CAIRO (AP) — Undeterred at being interrogated by prosecutors, a popular Egyptian TV satirist was back on the air Friday poking new fun at the international publicity he received after lampooning the Egyptian president.
Bassem Youssef — known as Egypt's Jon Stewart — was interrogated this week for allegedly insulting Islam and the country's leader, questioning that drew criticism from Washington and rights advocates.
In his weekly Friday TV show, Youssef says he "overdid it." He said all the segments on his show called "ElBernameg," or "The Program," wouldn't focus on the country's Islamist President Mohammed Morsi.
"Not everything has to be about the president. This isn't fear. I am not pulling back," he said.
Youssef then said sarcastically that after his visit to the attorney general, he had decided not to talk on the show about Morsi — just the attorney general. The television audience, which included one of Egypt's most prominent opposition figures, Hamdeen Sabahi, erupted in applause and laughter.
Then Youssef spent a good part of his show ridiculing both the attorney general and the president.

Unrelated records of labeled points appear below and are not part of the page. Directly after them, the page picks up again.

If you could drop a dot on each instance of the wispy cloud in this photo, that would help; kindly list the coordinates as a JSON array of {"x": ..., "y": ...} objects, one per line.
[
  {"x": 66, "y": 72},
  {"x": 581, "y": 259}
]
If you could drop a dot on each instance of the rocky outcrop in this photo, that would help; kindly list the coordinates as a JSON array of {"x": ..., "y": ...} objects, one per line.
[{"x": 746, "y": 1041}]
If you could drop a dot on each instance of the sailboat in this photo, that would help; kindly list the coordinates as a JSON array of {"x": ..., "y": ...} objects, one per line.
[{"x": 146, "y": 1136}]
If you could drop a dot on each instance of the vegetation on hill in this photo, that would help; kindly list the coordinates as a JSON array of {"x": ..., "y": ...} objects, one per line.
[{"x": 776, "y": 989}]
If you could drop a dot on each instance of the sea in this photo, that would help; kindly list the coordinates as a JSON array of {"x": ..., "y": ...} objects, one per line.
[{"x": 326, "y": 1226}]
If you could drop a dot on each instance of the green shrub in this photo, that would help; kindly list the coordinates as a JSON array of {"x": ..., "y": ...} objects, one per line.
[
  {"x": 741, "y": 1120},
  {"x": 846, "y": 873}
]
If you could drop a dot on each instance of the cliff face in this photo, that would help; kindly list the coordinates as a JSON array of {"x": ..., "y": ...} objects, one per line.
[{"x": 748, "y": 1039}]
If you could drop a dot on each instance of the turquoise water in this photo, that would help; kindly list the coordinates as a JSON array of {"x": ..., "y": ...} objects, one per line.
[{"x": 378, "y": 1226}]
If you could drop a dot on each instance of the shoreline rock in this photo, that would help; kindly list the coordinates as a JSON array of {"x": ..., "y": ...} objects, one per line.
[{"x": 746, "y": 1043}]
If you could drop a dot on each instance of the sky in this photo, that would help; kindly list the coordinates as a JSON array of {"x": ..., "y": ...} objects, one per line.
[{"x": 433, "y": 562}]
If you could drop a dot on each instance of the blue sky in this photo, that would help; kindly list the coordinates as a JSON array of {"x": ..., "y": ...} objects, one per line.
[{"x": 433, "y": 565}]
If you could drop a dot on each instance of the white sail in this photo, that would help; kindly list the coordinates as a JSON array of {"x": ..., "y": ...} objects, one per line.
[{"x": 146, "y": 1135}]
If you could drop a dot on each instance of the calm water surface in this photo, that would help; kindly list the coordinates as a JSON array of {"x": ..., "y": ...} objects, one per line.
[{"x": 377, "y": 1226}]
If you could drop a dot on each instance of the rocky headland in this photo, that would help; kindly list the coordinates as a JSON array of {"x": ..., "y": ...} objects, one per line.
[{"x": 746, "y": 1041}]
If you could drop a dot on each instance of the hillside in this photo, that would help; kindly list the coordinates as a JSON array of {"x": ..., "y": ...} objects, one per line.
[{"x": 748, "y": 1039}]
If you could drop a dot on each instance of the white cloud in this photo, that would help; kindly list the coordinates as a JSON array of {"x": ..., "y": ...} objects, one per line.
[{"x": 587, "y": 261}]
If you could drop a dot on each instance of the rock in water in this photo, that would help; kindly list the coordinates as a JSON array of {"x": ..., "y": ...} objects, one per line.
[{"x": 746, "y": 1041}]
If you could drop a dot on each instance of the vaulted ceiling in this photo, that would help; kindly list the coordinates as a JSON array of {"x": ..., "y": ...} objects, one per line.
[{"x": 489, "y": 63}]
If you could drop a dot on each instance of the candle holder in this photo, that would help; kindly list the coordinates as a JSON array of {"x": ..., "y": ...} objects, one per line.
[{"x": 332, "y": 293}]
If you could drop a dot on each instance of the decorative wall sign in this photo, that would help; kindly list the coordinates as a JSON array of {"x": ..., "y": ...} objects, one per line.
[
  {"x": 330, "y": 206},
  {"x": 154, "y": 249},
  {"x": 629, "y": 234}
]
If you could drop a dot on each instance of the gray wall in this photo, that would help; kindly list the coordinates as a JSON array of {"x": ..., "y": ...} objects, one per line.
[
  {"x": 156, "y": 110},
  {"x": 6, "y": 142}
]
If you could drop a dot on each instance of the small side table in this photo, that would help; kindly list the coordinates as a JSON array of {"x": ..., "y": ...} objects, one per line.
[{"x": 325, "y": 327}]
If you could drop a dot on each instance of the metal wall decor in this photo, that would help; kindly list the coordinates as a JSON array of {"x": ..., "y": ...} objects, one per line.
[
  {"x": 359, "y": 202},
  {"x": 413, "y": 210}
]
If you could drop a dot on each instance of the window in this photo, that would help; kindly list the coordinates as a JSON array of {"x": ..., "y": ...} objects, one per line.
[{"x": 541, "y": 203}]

Responding to a member of Morsi's Muslim Brotherhood party who said in a news clip that Youssef only focuses on the Islamist group and the president, he joked: "They are not two things. They are one."
It was a way of mocking the president's insistence that his policy decisions are made independent of the Brotherhood from which he hails.
On Friday, the U.S. Commission on International Religious Freedom expressed concern about the Egyptian government's application of what it called "blasphemy-like charges," saying they were being used to stifle dissent and limit the freedoms of religion and expression.